Suivant Bills of Lading N° 900/2019 en date du 26 février 2019, le chargement des marchandises (soit 2.139 paquets de bois) sur le navire Lady
NORA a été effectué au port de Riga. Les marchandises conditionnées en paquets ont été prises en charge en cale fermée.
Le 26 février 2019, le navire Lady NORA a quitté le port de RIGA (Lettonie) en direction de la France. Au cours de la traversée, le navire a essuyé une tempête. Le navire est parvenu au port de Légué (22-France), le 5 mars 2019.
Le 5 mars 2019, après l’ouverture de la cale du navire, il a été constaté que les paquets de bois avaient bougé et qu’un grand nombre de paquets étaient endommagés.
Après déchargement le 5 mars 2019, des opérations d’expertise ont été organisées par le Cabinet RAULIN. À l’issue des opérations d’expertises (après 3 réunions d’expertise les 5 mars, 11 et 18 mars 2019), l’expert a évalué le préjudice subi du fait des avaries aux marchandises à la somme de 38.582,49 € se décomposant comme suit :
- perte de marchandises : 8.931,82 € HT
- frais de tri et reconditionnement de palettes sinistrées : 3.986,70 € HT
- frais de tri et reconditionnement en usine :
25.112,41 € HT
- frais de transport supplémentaire : 551,56 € HT Suivant lettre d’accord en date du 12 septembre 2019, la Société GAN ASSURANCES IARD, assureur Facultés a indemnisé la Société X
OUEST et se trouve subrogé dans les droits et actions de son assuré à l’encontre des sociétés B C BV et TIMBERFLEET BV.

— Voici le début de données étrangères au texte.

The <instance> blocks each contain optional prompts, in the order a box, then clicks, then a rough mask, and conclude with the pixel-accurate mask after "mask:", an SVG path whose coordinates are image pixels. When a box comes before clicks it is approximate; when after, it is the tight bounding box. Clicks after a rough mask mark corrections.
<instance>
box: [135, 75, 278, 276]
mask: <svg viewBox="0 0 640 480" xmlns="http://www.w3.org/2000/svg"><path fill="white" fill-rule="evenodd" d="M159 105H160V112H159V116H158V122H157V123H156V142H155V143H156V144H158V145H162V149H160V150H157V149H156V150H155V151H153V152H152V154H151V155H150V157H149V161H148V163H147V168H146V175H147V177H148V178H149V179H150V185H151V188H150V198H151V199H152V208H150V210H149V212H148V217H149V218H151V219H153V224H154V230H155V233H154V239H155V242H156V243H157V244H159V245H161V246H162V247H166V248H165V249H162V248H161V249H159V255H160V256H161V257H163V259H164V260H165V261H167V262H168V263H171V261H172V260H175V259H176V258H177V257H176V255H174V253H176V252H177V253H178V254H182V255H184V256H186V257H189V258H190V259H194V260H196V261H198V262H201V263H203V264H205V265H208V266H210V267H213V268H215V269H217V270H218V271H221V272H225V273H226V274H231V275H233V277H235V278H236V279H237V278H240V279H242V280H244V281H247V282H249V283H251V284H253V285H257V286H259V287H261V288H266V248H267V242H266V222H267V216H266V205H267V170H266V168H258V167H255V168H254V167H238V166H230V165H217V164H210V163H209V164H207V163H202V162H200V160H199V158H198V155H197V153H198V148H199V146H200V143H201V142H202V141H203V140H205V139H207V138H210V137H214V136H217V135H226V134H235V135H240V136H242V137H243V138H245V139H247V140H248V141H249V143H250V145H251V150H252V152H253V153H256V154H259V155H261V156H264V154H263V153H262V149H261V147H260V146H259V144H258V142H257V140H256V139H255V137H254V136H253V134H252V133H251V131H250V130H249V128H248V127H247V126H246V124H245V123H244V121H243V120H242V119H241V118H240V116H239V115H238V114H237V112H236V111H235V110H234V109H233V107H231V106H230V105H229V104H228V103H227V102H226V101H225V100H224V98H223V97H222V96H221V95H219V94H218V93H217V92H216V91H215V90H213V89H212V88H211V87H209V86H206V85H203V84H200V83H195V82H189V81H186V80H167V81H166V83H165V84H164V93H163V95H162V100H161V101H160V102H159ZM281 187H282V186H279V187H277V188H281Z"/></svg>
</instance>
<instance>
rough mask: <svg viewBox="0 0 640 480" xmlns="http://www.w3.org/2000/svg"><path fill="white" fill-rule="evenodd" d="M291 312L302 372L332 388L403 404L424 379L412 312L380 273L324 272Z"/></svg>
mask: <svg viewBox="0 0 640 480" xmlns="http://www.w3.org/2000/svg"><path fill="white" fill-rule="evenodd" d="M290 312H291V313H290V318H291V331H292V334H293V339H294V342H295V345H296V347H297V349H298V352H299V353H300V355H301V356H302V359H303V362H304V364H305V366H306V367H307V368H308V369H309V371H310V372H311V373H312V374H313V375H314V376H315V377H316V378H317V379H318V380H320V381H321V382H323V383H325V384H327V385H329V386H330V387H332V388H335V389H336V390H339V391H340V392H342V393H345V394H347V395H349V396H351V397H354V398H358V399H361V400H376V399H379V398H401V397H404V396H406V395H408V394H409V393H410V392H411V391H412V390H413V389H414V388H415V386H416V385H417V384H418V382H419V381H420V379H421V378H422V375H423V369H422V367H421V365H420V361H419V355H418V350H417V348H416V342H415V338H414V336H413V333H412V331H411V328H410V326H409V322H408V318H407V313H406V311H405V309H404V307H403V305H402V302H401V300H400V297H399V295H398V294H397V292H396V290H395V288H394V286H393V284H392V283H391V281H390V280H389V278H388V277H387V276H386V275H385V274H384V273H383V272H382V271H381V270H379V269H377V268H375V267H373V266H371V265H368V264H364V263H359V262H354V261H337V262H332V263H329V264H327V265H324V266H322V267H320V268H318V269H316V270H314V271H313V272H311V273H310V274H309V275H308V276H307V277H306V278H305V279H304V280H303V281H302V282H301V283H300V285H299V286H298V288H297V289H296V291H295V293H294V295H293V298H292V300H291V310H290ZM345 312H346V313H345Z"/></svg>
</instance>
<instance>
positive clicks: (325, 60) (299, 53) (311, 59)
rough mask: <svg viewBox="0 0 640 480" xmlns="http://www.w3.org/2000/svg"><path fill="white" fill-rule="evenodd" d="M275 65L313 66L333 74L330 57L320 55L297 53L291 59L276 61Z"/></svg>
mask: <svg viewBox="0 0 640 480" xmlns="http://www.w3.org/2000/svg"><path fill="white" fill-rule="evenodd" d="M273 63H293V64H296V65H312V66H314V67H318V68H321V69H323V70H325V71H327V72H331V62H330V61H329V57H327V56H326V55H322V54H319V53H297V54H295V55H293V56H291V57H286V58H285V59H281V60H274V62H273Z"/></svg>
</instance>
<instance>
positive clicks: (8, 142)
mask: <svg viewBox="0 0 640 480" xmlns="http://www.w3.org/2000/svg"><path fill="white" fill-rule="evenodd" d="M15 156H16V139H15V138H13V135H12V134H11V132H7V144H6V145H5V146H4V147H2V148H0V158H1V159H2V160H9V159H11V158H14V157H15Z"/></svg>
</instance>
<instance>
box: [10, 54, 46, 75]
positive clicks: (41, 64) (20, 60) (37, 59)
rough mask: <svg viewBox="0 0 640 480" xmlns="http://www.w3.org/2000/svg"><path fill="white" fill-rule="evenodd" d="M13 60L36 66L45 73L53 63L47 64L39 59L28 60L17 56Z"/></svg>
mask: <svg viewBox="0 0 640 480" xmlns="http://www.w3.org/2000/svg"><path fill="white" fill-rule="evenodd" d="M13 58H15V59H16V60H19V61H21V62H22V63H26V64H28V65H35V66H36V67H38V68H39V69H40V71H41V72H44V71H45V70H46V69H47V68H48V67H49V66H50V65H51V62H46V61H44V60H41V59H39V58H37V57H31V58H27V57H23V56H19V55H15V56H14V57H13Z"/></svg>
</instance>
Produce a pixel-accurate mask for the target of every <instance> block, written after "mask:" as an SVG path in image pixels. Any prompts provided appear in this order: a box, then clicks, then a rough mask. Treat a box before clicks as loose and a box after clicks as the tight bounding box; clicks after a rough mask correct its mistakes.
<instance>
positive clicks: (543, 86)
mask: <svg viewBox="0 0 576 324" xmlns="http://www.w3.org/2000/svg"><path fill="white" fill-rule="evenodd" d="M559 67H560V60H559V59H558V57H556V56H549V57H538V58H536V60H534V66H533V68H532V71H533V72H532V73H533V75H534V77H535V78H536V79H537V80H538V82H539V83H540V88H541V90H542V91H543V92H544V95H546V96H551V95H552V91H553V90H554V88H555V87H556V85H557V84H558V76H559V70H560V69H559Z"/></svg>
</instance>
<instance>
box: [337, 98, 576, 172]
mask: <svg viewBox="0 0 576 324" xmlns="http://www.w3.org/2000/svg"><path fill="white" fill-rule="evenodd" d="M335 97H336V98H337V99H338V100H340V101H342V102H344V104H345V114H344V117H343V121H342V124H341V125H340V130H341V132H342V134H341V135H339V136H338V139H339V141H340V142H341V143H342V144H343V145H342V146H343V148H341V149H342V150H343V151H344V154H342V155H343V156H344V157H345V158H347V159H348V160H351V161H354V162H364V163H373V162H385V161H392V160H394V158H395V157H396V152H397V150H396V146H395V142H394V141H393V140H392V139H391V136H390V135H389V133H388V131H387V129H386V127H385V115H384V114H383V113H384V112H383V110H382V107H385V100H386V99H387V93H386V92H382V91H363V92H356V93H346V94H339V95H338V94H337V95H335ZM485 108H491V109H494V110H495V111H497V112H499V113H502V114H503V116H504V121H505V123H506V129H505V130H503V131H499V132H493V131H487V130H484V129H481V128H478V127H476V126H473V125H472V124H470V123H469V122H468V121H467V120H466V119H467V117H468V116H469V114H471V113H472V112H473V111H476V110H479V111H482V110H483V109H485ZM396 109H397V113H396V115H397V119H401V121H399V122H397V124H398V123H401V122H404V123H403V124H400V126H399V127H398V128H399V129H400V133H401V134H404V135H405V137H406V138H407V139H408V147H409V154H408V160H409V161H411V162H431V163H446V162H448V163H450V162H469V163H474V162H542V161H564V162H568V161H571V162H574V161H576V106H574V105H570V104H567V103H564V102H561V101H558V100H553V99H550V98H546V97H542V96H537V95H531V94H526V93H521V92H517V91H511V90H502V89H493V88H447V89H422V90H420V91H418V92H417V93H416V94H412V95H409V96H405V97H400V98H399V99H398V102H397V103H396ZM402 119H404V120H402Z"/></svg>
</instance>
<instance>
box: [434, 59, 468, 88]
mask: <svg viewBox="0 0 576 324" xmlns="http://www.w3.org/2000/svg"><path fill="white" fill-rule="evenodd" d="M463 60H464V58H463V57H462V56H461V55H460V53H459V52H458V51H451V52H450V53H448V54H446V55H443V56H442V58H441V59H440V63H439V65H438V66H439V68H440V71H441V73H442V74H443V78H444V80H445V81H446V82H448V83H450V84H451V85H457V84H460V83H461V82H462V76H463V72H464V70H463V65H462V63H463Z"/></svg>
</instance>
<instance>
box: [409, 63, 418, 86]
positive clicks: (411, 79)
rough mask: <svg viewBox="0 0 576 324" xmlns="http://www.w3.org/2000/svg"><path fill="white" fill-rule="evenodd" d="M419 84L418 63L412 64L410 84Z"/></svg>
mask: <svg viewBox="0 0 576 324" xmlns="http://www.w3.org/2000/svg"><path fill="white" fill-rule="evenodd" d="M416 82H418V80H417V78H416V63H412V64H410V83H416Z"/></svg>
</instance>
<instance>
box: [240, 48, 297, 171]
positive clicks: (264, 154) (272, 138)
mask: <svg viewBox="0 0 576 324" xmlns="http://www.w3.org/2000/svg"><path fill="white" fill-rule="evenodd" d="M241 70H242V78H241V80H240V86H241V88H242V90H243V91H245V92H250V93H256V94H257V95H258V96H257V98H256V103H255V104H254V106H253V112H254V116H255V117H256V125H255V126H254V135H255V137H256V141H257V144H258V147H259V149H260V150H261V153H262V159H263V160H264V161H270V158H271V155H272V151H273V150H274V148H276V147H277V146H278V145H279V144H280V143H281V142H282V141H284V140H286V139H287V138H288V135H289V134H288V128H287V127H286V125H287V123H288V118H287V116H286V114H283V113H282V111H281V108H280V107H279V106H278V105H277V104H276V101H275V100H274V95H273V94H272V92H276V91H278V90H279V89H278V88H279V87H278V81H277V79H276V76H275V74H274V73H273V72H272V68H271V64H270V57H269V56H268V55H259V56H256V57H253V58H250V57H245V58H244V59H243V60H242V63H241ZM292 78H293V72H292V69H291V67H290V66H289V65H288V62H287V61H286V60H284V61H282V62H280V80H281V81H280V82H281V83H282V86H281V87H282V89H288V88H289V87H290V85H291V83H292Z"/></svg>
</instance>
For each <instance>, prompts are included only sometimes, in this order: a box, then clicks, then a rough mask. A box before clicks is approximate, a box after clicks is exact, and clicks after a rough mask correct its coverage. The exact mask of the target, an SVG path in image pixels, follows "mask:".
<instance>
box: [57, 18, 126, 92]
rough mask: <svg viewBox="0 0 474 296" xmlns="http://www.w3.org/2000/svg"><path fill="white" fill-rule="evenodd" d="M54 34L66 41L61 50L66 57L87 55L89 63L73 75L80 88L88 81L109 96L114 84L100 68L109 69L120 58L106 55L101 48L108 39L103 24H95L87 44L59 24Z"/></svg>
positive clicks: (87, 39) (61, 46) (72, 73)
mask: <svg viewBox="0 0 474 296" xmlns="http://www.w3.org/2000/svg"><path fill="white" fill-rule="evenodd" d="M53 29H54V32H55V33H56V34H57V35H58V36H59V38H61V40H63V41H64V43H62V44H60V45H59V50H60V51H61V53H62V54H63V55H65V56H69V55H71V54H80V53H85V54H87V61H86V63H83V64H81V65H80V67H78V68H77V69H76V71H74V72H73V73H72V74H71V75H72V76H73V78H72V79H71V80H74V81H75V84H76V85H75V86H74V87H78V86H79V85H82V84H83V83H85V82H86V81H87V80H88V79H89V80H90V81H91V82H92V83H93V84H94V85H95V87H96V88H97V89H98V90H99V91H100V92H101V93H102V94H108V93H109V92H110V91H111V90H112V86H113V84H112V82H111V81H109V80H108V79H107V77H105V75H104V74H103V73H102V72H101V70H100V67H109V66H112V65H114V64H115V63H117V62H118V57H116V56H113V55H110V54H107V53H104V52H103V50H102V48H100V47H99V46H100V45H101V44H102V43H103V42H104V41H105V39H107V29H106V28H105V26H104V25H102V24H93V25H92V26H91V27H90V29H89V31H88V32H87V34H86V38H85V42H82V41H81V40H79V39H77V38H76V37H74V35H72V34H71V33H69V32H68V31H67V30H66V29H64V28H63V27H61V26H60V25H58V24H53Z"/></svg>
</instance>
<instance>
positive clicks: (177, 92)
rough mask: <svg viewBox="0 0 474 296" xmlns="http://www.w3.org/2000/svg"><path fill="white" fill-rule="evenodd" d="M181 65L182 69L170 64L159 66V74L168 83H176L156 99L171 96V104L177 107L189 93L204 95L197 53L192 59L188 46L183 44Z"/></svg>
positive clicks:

Par mise en demeure du 31 octobre 2019, la Société GAN ASSURANCES
IARD a demandé à la Société B C Cargadoors en
Agentuurkantoren BV l’indemnisation de l’entier préjudice subi.
Malgré cette mise en demeure avant procédure, et aussi diverses relances et communication des pièces justificatives du préjudice, les sociétés B C BV (et ou son assureur) et TIMBERFLEET BV n’ont pas procédé au règlement demandé.
C’est dans ces circonstances que la Société GAN ASSURANCES IARD a régularisé la présente instance à l’effet d’obtenir la condamnation in solidum des sociétés B C BV et TIMBERFLEET II B.V à payer la somme de
38.582,49 € en principal majorée des intérêts au taux légal à compter du 31 octobre 2019.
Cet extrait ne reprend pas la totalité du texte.